Forest deals push forward as climate talks lag
LONDON (AlertNet) - With progress towards a U.N. climate deal lagging, financial institutions, donors and tropical forest countries are moving rapidly to set up their own systems to pay forest nations to preserve their trees as a means of curbing carbon emissions.
Norway has approached the World Bank to act as an intermediary in a deal that would transfer $250 million to Guyana over six or seven years in exchange for stepped up protection of that South American nation's stands of forest. The Scandinavian country was also scheduled Wednesday to sign a final binding agreement to provide Indonesia with $1 billion in exchange for boosting its forest protection, though the partners were struggling to agree on a bank to manage the effort. Tropical forest experts, including officials at the U.S.-based Rainforest Alliance, say the moves to implement forest protection deals before a new U.N. climate deal is officially negotiated may help lay the groundwork for a faster and more effective rollout of programmes down the road.

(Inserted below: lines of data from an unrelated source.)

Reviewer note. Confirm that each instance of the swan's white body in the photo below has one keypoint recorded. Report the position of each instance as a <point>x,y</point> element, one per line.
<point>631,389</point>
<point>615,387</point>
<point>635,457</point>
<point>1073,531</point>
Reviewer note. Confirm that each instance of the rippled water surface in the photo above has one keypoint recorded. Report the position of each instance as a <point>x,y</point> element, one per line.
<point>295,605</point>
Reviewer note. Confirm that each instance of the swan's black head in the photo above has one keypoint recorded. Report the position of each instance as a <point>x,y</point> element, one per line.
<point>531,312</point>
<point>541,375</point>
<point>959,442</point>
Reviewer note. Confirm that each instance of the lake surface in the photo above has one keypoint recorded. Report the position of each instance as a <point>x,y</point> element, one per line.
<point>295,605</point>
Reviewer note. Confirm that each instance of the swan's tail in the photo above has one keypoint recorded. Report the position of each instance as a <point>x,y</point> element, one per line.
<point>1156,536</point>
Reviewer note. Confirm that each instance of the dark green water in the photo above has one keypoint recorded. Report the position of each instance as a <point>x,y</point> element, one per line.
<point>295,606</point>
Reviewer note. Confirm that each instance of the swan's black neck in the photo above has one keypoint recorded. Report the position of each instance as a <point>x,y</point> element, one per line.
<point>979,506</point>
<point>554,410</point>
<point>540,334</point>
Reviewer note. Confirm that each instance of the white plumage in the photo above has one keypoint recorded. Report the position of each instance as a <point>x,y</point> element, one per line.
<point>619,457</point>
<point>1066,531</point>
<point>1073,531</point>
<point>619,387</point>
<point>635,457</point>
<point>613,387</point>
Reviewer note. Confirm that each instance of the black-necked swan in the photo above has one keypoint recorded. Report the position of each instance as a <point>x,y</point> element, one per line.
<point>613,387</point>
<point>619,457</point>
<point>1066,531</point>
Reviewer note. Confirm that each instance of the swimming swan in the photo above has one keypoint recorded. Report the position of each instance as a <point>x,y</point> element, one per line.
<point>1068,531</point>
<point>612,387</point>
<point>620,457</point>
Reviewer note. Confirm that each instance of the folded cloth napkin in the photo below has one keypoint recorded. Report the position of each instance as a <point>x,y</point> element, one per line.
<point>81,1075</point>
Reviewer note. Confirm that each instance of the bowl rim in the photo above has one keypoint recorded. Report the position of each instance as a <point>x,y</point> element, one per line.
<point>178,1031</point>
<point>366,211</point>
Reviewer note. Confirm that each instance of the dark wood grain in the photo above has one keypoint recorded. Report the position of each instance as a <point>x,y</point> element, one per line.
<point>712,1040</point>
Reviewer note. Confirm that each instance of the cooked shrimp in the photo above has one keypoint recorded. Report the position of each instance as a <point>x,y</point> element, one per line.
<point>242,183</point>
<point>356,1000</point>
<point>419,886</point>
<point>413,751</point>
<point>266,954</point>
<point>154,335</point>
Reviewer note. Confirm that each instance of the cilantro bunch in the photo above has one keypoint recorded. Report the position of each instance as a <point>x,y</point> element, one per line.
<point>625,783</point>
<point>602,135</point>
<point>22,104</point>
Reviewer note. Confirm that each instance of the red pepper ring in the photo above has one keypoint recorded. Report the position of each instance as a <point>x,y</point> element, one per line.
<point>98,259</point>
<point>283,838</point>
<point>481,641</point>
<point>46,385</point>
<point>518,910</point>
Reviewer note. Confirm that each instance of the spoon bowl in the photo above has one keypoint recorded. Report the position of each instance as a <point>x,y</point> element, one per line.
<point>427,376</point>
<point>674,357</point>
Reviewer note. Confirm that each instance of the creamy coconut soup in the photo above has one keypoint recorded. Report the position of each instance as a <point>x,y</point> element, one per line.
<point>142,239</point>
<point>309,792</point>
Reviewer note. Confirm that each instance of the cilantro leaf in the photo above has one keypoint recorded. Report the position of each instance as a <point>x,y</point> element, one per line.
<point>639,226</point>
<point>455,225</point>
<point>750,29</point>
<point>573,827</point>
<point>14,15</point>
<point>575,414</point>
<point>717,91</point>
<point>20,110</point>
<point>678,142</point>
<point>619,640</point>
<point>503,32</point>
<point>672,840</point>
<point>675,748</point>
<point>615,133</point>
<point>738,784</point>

"We really need this private work that's happening right now, to learn lessons from it and build mechanisms," said Julianne Baroody, coordinator of climate initiatives at the Rainforest Alliance, a non-profit organisation that works on facilitating forest carbon projects. "It's been helpful in advancing this issue and giving private sector investors confidence." Deforestation and forest degradation account for as much as 17 percent of global carbon emissions, and nearly 42 percent of total carbon emitted in Latin America, home of the world's largest rainforest and of abundant hydropower, according to the U.N. Intergovernmental Panel on Climate Change (IPCC).
REDD, a U.N.-backed effort aimed at Reducing Emissions from Deforestation and Forest Degradation through payments to developing nations for protecting trees, is one of the areas where international climate negotiators have come closest to reaching agreement. But the slow pace of climate negotiations, which REDD supporters had hoped would lead to a deal in Copenhagen last December, have led backers to look for ways to set deals in motion anyway, in accordance with the rules now being hammered out at the climate talks.
"There's an urgency to address the challenge of climate change, particularly in the forest sector. But it's taken more time than anticipated to agree on the international architecture and methodologies," said Laurent Debroux, a senior natural resources economist who focuses on Latin America and the Caribbean for the World Bank. "Countries are really keen on moving forward, both on the donor side, like Norway, and on the forest country side, like Guyana. We're trying not to push and rush but to learn by doing and accompany countries that feel they can make progress by finding a balance between quality and learning from the experience."
GETTING READY FOR REDD
The bank has seen surging interest in REDD and other climate efforts from its client nations in Latin America, with 63 percent now seeking its help to set up climate programmes, compared with 35 percent in 2007, bank officials said. Since 2008, it has operated the Forest Carbon Partnership Facility, which brings together donors and recipient nations, particularly in Latin America, to set up REDD "readiness" plans and put in place baseline monitoring. The scheme now has about $120 million of funding in place, Debroux said, and 37 nations, led by Guyana, Mexico, Argentina, Panama and Costa Rica, are moving to access the funds.
The bank, through its Forest Investment Programme, is also positioning itself to be an intermediary between REDD donor and recipient nations in managing active REDD projects and passing on funding, essentially filling the gap left by the absence - so far - of any formal international mechanism for REDD. The work may involve helping sort out some of the potentially most vexing aspects of REDD, including trying to head off associated corruption problems many experts believe will dog REDD efforts, and finding ways to quickly scale up pilot projects that work.
Whether recipient nations will accept the involvement of the World Bank or other institutions as intermediaries in REDD deals, however, remains to be seen. Some, like Indonesia, have so far flatly rejected the idea, calling for simple bilateral agreements instead that use local banks. Efforts to put in place early REDD agreements have come in for criticism on various grounds, including that they have not adequately consulted rainforest dwellers and may not ensure they - and not just national governments - receive a share of the funds. Trying to move quickly to set up REDD programmes, without tackling threats like corruption and lack of consultation, could doom the effort, activist groups warn.
"A bad REDD system is worse than no system at all for the world's climate, its forests and its people," warned a network of 40 environmental and human rights organisations in April. Unless programmes are designed with a focus on transparency and human rights, REDD "sets itself up for failure and could easily do more harm than good," said the group, led by non-profit organisations such as Global Witness and the Rainforest Foundation UK. But Baroody, of the Rainforest Alliance, called the early REDD initiatives important and said involvement by big financial institutions like the World Bank was more helpful than detrimental. "Whether they have been as successful as some people would have liked, they are in place and the stakeholder engagement forums they have created, while not perfect, do allow for some legitimate involvement," she said. "It's good that organisations are collaborating in lieu of a formal (U.N.) mechanism."